Scrivere col pensiero. Una nuova tecnologia per permettere una più agevole scrittura alle persone paraplegiche
Il dispositivo di Willett e colleghi si è certamente dimostrato molto promettente; tuttavia, la velocità di scrittura non è l’unico parametro da considerare per un’interfaccia neurale.
Ingegno umano, creatività, tecnologia sofisticata: un cocktail “perfetto”, soprattutto se posto al servizio dei bisogni reali delle persone. Ed eccone uno strabiliante recente esempio: grazie all’intelligenza artificiale, le persone colpite da paralisi potranno finalmente scrivere su un monitor, semplicemente pensando alle lettere che compongono le parole! Pura fantascienza? Non più, adesso è realtà!
A realizzare questa nuova possibilità, descritta in recente articolo (pubblicato sulla rivista “Nature”), è stato Francis Willett, della Stanford University (California, USA), insieme ad alcuni colleghi di altri istituti di ricerca statunitensi.
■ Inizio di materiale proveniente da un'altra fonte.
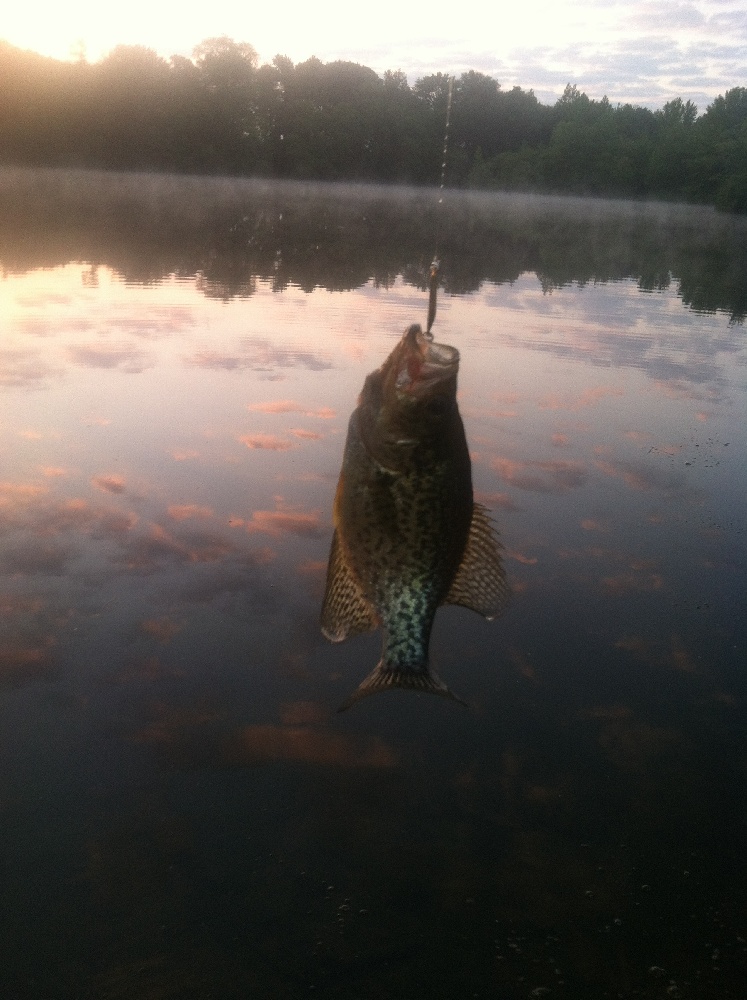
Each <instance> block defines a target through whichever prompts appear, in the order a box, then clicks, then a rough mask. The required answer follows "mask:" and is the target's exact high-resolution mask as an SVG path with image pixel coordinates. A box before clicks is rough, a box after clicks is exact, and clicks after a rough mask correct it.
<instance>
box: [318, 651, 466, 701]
mask: <svg viewBox="0 0 747 1000" xmlns="http://www.w3.org/2000/svg"><path fill="white" fill-rule="evenodd" d="M392 688H404V689H406V690H408V691H423V692H426V693H427V694H437V695H440V696H441V697H442V698H450V699H451V700H452V701H456V702H458V703H459V704H460V705H464V707H465V708H469V706H468V705H467V702H466V701H462V699H461V698H459V697H458V696H457V695H455V694H454V692H453V691H451V690H449V688H448V687H447V686H446V685H445V684H444V682H443V681H442V680H441V678H440V677H439V676H438V675H437V674H436V673H434V671H433V670H431V669H430V668H429V667H428V666H427V665H426V666H425V667H421V668H420V669H418V670H412V669H410V670H408V669H406V668H401V667H391V666H389V665H388V664H387V663H385V661H384V660H379V662H378V663H377V664H376V666H375V667H374V669H373V670H372V671H371V673H370V674H369V675H368V677H366V679H365V680H364V681H363V682H362V683H361V684H360V685H359V686H358V687H357V689H356V690H355V691H353V693H352V694H351V695H350V697H349V698H346V699H345V701H344V702H343V703H342V705H340V707H339V708H338V709H337V711H338V712H344V711H346V709H348V708H350V707H351V706H352V705H355V703H356V702H358V701H361V699H362V698H367V697H368V696H369V695H371V694H378V693H379V692H380V691H389V690H391V689H392Z"/></svg>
Il punto di partenza da cui hanno preso le mosse i ricercatori è stata la nostra capacità di scrivere a mano, attività che normalmente apprendiamo fin dai primi anni di scuola, sebbene negli ultimi decenni sembra che tale abilità si stia progressivamente riducendo a causa dell’abitudine crescente a scrivere testi sullo schermo di un computer o sulla chat di uno smartphone. In parole pavere, Willett e colleghi hanno messo a punto un dispositivo d’interfaccia neurale, basato su un innovativo algoritmo di riconoscimento degli schemi di attivazione neurale associati alla scrittura a mano. Questo nuovo approccio ha anzitutto permesso di superare alcune fondamentali limitazioni presenti nelle analoghe tecnologie sviluppate finora, come ad esempio i riconoscitori vocali e i dispositivi di tracciamento dei movimenti oculari, entrambi in grado di assicurare una velocità di scrittura non superiore alla metà di quella raggiungibile da persone normodotate.
Nel tentativo di abbattere questa barriera, i ricercatori statunitensi hanno dunque sviluppato un nuovo dispositivo, che hanno poi collegato ad un insieme di elettrodi impiantati nella corteccia cerebrale di un soggetto che, a causa di una lesione del midollo spinale subita nel 2007, aveva perso quasi tutti i movimenti al di sotto del collo. Nel passaggio successivo, mentre il soggetto immaginava di scrivere a mano le lettere dell’alfabeto, gli elettrodi impiantati hanno rilevato e misurato l’attività dei molti neuroni coinvolti in questo compito. A questo punto, l’enorme insieme di dati ottenuti è stato elaborato da un sistema di apprendimento automatico – chiamato “rete neurale ricorrente” (recurrent neural network) – con lo scopo d’identificare gli schemi di attività associati alla scrittura immaginaria di ciascuna lettera.
Dopo l’effettuazione di molte sessioni di addestramento, i dati così elaborati sono stati trattati con un algoritmo per riuscire a prevedere le lettere immaginate dal soggetto e, quindi, tradurle in comandi indirizzati a un programma di scrittura su un computer. Con quali risultati concreti? Ebbene, l’algoritmo ha dimostrato una capacità di riconoscimento davvero impressionante: ben il 94,1% delle lettere sono infatti state scritte correttamente; associando poi l’azione di un correttore automatico il sistema è arrivato al 99,1% di lettere corrette.
In questo modo, il soggetto che ha partecipato allo studio è riuscito ad elaborate testi con una velocità di circa 90 caratteri (o 18 parole) al minuto, vale a dire poco meno delle circa 23 parole al minuto che le persone normodotate possono produrre su uno smartphone. “Abbiamo appreso – ha precisato Willett – che il cervello conserva la sua capacità di prescrivere movimenti fini per oltre un decennio dopo che il corpo ha perso la sua capacità di eseguire quei movimenti. E abbiamo imparato che movimenti complicati che coinvolgono velocità variabili e traiettorie curve, come la scrittura a mano, possono essere interpretati più facilmente e più rapidamente dagli algoritmi di intelligenza artificiale che stiamo usando rispetto a movimenti più semplici come muovere un cursore in un percorso rettilineo a velocità costante. Le lettere alfabetiche sono diverse l’una dall’altra, quindi sono più facili da distinguere”.
Anche a detta di altri studiosi, il dispositivo di Willett e colleghi si è certamente dimostrato molto promettente; tuttavia, la velocità di scrittura non è l’unico parametro da considerare per un’interfaccia neurale. Saranno quindi necessari ulteriori studi per poter valutare la robustezza e l’affidabilità del sistema, prendendo in considerazione anche una possibile variabilità nel tempo degli schemi di attivazione neurale, oltre alle diverse tipologie di possibili soggetti che lo dovrebbero usare.